An excellent summary; I'd only like to add that even this this definition
of CPU time can produce widely varying results because of paging.  For that
reason the KL-10 computed CPU time by counting memory references (it had
hardware for that) which resulted in the same 'CPU time' for every execution
of the same program whether it never encountered a page fault or if it took
one on every single memory reference (impossible, but you get the idea).

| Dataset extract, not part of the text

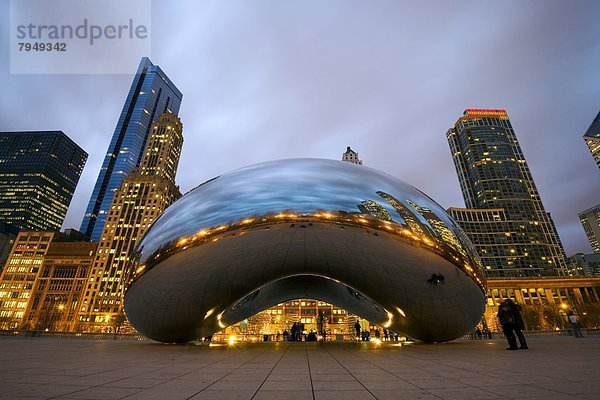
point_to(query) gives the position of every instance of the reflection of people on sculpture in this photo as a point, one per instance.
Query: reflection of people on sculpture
(436, 279)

    On single-user workstations such as the Lisp Machine it is less
    necessary to factor out the affects of other processes, because the user
    is believed to have more control over them than on a timesharing system.
    hog the processor when you want to factor out other processes, but
    ordinary users on timesharing systems generally can't get exclusive use.
    CPU time is supposed to be close to the time you'd see if yours were the
    only process on the system.  If you just want to know whether 3650 or
    Sparcstation-1 processors are faster at addition this is usually the
    right way to measure it.
The time spent servicing network interrupts can be significant, especially
on heavily-used networks, so in addition to WITHOUT-INTERRUPTS-style control,
I unplug my network.

    There are, of course, times when CPU time is completely worthless.  For
    instance, if you're timing operations that use network facilities or
    back-end processors, you don't want to factor out the time spent waiting
    for the server.  Or if you want to know how well a program performs
    under various system loads you want to measure its real time.

    Benchmarking is very tough, in general.  Gabriel's book ("Performance
    and Evaluation of Lisp Systems") discusses many of these issues.